If a thing is bad, it’s always bad. It’s not just that breaking the rules makes you just like those you fight; it’s that breaking the rules means you broke the rules. It takes a lot to understand why it might be the best way to preserve the big rules; it takes even more to accept responsibility for it. Matt Murdoch was attempting to avoid that responsibility; one of the major themes of the first season, and perhaps the most important, was him slowly realizing what that difference was.
This idea — that bad is always bad, no matter who does it — is what fuels superhero stories. It’s not might makes right; if it were, then the heroes would be dictating the rules. Instead, it’s that sometimes, the only way to stop something bad is to stop it physically. Superhero stories are stories of last resort, to combat the monsters we see in the shadows — and, even more frighteningly, that we see in the street.

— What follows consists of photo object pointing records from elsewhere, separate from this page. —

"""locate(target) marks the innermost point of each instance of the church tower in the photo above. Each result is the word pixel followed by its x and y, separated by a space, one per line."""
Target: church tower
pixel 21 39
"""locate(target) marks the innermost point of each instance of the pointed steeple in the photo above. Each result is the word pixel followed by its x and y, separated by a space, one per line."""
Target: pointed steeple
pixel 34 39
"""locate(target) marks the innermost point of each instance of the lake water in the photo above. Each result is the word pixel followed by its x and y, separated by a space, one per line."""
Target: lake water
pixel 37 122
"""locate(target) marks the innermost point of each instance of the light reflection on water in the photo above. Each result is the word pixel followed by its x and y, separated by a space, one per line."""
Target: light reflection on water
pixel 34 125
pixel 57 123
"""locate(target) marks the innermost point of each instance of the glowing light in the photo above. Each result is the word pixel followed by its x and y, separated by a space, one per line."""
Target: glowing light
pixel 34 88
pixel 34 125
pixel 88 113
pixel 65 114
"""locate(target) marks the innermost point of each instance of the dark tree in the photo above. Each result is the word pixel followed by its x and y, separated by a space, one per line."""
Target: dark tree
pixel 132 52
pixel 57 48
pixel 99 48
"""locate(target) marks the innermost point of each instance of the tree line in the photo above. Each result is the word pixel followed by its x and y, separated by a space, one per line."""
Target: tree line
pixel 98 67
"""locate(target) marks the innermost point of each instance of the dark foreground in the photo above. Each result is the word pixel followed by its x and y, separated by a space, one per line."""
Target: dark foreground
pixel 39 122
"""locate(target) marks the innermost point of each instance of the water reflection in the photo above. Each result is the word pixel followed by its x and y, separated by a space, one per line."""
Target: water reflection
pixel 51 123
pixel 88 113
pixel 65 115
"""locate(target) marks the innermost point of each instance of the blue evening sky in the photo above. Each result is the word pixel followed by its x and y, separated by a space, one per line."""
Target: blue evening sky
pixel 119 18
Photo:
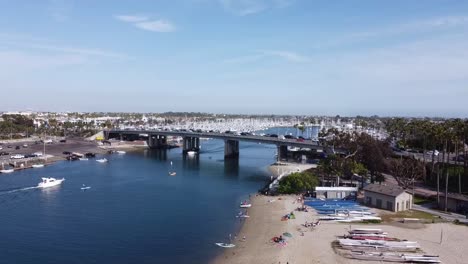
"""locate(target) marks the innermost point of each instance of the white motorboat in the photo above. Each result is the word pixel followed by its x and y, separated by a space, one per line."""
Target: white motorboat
pixel 245 205
pixel 242 216
pixel 50 182
pixel 172 172
pixel 225 245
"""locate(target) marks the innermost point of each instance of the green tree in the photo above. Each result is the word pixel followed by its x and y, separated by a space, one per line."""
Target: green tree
pixel 298 182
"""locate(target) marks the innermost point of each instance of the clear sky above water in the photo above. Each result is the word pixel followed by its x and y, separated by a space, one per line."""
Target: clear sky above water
pixel 236 56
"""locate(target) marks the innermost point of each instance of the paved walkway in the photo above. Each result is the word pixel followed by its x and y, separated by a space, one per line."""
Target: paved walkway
pixel 447 216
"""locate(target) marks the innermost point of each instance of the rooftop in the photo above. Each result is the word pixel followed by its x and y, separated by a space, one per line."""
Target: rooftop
pixel 390 190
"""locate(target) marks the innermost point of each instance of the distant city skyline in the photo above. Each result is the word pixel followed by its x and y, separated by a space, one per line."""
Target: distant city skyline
pixel 386 58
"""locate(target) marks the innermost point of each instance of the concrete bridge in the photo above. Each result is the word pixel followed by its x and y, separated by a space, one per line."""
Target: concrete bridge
pixel 191 140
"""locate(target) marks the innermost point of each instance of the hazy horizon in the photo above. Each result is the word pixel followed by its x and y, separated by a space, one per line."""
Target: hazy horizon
pixel 293 57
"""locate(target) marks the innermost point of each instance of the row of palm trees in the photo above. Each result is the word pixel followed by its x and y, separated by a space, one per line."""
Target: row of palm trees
pixel 444 140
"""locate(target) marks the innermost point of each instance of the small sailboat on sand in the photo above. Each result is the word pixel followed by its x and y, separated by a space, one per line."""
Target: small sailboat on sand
pixel 172 171
pixel 226 245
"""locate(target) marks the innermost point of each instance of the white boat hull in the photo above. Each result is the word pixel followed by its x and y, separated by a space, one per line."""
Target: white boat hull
pixel 50 182
pixel 225 245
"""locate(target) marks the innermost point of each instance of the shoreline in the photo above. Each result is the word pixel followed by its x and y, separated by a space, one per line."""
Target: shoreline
pixel 315 245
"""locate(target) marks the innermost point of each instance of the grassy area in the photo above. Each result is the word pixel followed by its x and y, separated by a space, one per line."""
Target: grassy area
pixel 408 214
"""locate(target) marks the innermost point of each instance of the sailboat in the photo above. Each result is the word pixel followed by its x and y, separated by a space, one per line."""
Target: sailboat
pixel 172 171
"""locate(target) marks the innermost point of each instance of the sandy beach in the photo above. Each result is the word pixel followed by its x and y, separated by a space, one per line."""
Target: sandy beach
pixel 279 168
pixel 315 246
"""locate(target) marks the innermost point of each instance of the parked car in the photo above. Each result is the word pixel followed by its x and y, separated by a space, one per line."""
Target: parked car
pixel 459 158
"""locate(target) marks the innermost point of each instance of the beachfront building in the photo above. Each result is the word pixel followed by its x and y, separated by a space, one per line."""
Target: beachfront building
pixel 335 192
pixel 455 203
pixel 388 197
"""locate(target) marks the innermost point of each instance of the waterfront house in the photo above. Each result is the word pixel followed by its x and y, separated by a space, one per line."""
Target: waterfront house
pixel 335 192
pixel 388 197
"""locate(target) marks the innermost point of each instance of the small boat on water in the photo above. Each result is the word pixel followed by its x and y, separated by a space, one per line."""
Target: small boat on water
pixel 242 216
pixel 172 172
pixel 225 245
pixel 245 204
pixel 50 182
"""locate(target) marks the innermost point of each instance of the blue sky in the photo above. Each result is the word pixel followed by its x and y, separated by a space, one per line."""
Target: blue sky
pixel 237 56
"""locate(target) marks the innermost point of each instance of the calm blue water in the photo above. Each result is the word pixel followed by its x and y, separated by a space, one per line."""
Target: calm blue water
pixel 135 212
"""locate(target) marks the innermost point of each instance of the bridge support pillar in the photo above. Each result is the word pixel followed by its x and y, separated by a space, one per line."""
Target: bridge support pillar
pixel 157 141
pixel 191 144
pixel 282 153
pixel 231 149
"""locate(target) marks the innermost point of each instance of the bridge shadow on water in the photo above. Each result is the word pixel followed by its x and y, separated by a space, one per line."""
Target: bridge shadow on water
pixel 191 162
pixel 231 168
pixel 157 154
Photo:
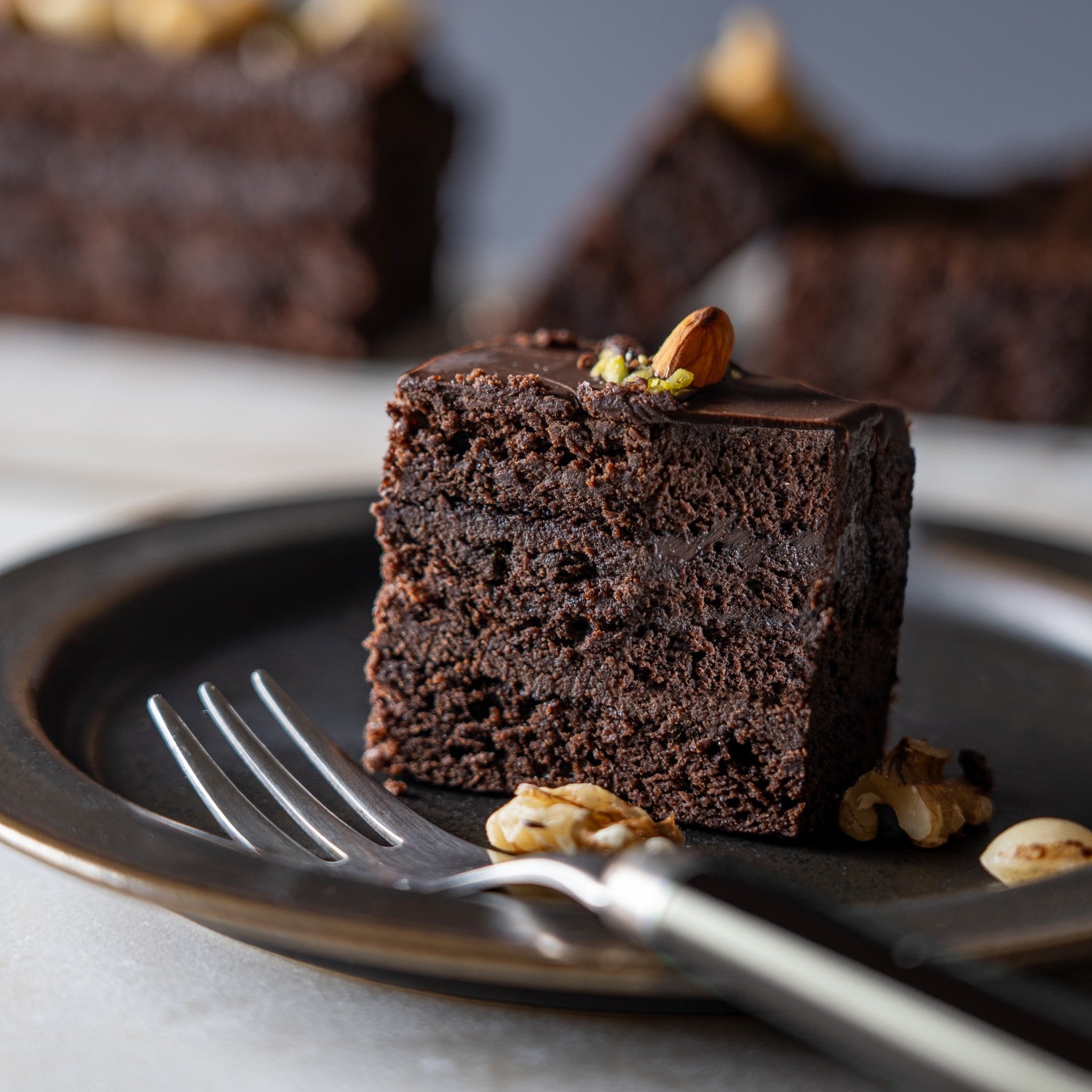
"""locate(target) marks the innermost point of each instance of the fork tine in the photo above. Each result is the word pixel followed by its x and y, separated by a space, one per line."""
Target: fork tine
pixel 235 814
pixel 308 810
pixel 393 819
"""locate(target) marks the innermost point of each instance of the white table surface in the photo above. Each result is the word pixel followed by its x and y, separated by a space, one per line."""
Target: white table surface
pixel 102 992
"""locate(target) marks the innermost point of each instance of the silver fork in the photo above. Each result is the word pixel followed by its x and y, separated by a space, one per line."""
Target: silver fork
pixel 826 976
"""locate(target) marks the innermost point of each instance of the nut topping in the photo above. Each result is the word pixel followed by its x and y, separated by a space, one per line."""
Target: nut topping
pixel 910 780
pixel 572 819
pixel 1037 849
pixel 183 28
pixel 745 79
pixel 700 344
pixel 74 20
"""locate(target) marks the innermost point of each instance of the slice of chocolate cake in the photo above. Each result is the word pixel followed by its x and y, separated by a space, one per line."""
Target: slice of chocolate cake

These are the stories we tell to comfort ourselves that evil can be defeated, where once we told stories of knights slaying dragons, and princesses escaping dark fairies. No matter what we cast the danger as, we can’t erase it by filling our cities with light; not, at least, of the electric variety.
There is no fear stronger than the fear we cannot fight; no greater horror than the thought we might have no heroes. And so we tell stories, because stories can convey truths that no amount of plain speech can hope to provide.